Bilder und Ängste: „Fünfter sein“

Als Literaturwissenschaftlerin, die sich bisher vor allem mit „Erwachsenenliteratur“ beschäftigt hat, interessieren mich besonders Kinderbücher von berühmten Autoren und Künstlern. Was passiert, wenn ein vergeistigter Mensch versucht, Kinder anzusprechen und so eventuell die Quintessenz seiner Literatur vermittelt? Einige Beispiele möchte ich im Blog vorstellen.

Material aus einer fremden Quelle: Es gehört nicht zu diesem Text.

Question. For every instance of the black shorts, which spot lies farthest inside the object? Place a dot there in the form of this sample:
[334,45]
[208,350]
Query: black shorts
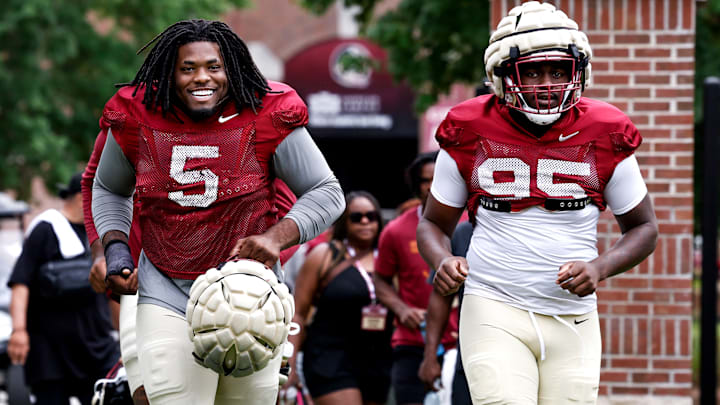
[405,381]
[328,370]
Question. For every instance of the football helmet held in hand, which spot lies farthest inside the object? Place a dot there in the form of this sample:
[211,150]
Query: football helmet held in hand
[239,317]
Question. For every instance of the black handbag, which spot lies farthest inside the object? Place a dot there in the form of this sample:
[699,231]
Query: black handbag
[65,278]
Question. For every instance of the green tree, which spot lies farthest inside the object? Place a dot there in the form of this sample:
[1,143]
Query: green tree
[431,44]
[59,61]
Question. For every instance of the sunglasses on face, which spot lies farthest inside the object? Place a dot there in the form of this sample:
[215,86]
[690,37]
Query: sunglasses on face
[356,217]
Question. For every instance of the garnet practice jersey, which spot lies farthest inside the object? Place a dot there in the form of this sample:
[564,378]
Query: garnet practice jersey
[500,161]
[514,256]
[202,185]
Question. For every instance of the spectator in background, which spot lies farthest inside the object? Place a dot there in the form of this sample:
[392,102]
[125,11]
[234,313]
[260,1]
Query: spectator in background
[398,256]
[65,342]
[347,346]
[438,315]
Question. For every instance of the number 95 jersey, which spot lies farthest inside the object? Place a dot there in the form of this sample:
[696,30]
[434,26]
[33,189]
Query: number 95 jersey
[202,185]
[509,169]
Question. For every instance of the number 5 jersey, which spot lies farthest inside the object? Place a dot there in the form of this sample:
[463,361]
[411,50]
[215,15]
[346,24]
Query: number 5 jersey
[202,185]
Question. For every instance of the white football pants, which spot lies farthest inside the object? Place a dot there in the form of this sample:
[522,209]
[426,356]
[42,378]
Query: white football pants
[513,356]
[128,342]
[172,376]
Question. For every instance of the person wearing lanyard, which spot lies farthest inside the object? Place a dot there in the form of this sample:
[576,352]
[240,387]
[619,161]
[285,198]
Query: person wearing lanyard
[346,341]
[398,256]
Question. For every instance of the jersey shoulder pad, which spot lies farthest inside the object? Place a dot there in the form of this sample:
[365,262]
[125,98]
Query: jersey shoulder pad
[121,116]
[455,128]
[624,136]
[287,110]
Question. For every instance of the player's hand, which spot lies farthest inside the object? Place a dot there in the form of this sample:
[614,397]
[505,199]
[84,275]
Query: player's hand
[580,278]
[429,372]
[121,275]
[18,346]
[411,317]
[120,284]
[258,247]
[97,275]
[450,275]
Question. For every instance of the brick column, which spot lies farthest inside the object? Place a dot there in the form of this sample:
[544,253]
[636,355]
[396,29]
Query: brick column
[644,65]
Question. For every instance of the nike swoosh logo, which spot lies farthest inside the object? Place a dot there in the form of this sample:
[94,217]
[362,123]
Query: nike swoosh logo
[563,138]
[222,119]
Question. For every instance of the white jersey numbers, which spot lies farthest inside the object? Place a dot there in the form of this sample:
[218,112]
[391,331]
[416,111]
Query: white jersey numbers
[490,177]
[518,188]
[180,154]
[547,169]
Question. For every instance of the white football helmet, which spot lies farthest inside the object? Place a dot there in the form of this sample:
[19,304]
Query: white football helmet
[530,33]
[239,317]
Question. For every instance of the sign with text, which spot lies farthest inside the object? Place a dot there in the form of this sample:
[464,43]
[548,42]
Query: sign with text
[351,101]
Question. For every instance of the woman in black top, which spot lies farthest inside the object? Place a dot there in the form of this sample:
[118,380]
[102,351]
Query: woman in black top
[346,346]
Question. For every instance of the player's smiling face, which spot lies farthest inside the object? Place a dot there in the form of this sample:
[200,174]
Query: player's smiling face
[200,79]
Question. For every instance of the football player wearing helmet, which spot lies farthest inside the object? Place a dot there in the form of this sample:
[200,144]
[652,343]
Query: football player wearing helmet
[199,136]
[535,163]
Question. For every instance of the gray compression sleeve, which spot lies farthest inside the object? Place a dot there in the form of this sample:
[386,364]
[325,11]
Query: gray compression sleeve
[301,165]
[112,190]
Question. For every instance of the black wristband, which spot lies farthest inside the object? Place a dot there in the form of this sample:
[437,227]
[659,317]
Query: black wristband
[118,258]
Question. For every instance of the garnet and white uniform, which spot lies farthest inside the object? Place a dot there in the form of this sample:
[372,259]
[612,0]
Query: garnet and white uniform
[223,167]
[535,201]
[535,204]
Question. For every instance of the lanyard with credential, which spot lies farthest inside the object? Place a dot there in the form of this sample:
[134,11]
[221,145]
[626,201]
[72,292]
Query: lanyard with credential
[373,315]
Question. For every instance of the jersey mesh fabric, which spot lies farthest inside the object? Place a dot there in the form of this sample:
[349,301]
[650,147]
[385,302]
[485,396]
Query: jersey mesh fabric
[499,159]
[202,185]
[239,205]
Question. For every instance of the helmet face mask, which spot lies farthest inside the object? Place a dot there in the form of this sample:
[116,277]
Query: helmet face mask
[546,84]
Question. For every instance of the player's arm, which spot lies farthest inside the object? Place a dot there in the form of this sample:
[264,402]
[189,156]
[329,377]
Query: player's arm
[438,314]
[300,164]
[627,196]
[112,213]
[443,210]
[98,269]
[19,342]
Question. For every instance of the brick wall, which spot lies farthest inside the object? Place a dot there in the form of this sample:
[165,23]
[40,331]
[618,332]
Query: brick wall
[644,64]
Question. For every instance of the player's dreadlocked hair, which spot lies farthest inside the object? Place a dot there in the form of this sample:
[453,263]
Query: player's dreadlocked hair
[247,85]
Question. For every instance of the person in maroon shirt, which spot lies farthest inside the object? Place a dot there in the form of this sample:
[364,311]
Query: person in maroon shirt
[398,256]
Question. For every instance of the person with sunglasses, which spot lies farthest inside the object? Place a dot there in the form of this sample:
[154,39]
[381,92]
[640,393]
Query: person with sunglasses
[346,340]
[398,256]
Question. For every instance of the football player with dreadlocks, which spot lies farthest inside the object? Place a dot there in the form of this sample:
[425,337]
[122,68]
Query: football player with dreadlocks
[535,164]
[200,135]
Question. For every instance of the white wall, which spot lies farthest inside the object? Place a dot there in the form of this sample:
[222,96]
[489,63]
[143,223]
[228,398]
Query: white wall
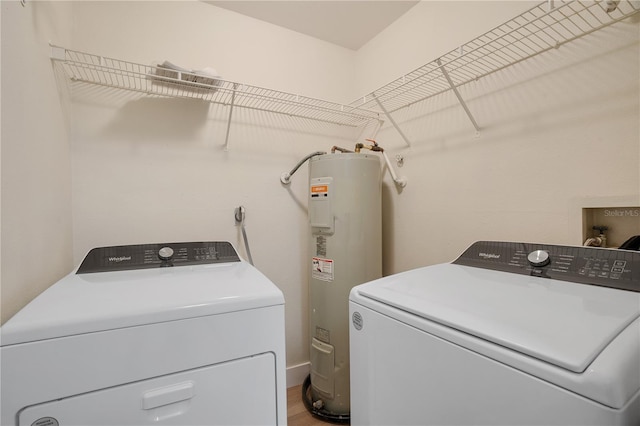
[559,132]
[36,174]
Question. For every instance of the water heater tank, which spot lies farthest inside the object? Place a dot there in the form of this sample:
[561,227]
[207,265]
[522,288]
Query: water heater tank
[345,202]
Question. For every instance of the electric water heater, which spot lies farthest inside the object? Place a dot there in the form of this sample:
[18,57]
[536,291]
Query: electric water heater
[345,202]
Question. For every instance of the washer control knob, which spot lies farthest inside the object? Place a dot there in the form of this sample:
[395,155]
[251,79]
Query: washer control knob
[539,258]
[165,253]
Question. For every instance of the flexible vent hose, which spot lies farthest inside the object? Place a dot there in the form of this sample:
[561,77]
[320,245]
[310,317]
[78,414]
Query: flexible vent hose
[285,178]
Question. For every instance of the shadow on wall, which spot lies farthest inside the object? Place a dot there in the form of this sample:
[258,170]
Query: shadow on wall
[153,119]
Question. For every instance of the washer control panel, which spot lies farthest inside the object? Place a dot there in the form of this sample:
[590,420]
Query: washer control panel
[587,265]
[145,256]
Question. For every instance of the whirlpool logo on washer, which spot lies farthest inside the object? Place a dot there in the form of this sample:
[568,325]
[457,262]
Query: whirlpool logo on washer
[357,320]
[46,421]
[489,255]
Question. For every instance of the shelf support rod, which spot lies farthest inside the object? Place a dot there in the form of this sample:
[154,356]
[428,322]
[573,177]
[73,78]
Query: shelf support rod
[393,122]
[455,90]
[233,99]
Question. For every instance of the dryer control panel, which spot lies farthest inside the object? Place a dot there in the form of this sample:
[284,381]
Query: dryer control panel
[158,255]
[586,265]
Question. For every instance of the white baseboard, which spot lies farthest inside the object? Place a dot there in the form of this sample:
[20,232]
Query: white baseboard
[297,373]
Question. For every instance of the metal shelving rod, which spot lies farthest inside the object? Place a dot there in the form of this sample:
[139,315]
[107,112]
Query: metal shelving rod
[166,82]
[233,99]
[393,122]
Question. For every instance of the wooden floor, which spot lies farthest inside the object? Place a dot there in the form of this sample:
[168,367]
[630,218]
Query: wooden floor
[297,414]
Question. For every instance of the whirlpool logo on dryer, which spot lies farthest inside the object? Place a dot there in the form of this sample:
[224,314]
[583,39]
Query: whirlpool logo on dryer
[119,259]
[489,255]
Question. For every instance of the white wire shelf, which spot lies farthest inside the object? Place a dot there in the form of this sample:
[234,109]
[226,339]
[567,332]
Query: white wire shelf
[166,82]
[541,28]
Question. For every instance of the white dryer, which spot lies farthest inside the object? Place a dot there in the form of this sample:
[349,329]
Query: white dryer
[509,333]
[162,334]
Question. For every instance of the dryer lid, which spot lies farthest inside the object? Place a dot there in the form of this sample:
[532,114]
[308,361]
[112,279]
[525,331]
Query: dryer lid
[559,322]
[86,303]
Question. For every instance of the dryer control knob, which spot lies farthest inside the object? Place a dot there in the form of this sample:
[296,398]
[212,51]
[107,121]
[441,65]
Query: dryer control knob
[539,258]
[165,253]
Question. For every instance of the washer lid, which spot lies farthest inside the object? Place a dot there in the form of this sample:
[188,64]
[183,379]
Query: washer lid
[86,303]
[559,322]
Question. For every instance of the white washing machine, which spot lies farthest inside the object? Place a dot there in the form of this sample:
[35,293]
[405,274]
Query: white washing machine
[509,333]
[162,334]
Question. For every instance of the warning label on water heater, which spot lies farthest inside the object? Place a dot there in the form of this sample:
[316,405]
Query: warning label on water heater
[322,269]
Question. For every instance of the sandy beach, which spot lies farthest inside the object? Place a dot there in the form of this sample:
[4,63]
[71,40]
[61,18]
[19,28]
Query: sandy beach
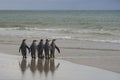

Als erstes aber soll ein Buch präsentiert werden, dass zwar auf dem Text eines berühmten Schriftstellers basiert, aber nicht als Kinderbuch konzipiert war. Das Gedicht „Fünfter sein“ von Ernst Jandl erschien 1970 das erste Mal in der Sammlung „der künstliche baum“ und wurde rasch zu einem der bekanntesten Gedichte des österreichischen Lyrikers. Wie viele Texte, die der konkreten Poesie zugerechnet werden, scheint es nicht nur für Erwachsene, sondern auch für Kinder geeignet. 1997 illustrierte Norman Junge das Gedicht und machte aus den wenigen Versen eine kleine Geschichte, die seither einen festen Platz im Kinderbuchkanon hat.

„Fünfter sein“ verkehrt eine Logik, die Kinder irgendwann zwischen zwei und drei Jahren erkennen und die dann später viele menschliche Handlungen bestimmt: Jeder will der Erste sein. Schon die Bibel griff dieses scheinbare Grundmuster menschlichen Verhaltens auf, mit dem viel gebrauchten Spruch „die Ersten, werden die Letzten sein, und die Letzten werden die Ersten sein.“ (Matthäus 19, 30). Jandl illustriert mit seinem Gedicht diesen Spruch, allerdings mit der Pointe, dass ein Erster nicht kommt, sondern „nur“ ein Nächster. Er überträgt die Logik auf die alltägliche Handlung des Arztbesuches, auf die Perspektive eines Wartenden, der abzählt, wann er denn an der Reihe ist und endlich der lang ersehnten Heilung näher rückt.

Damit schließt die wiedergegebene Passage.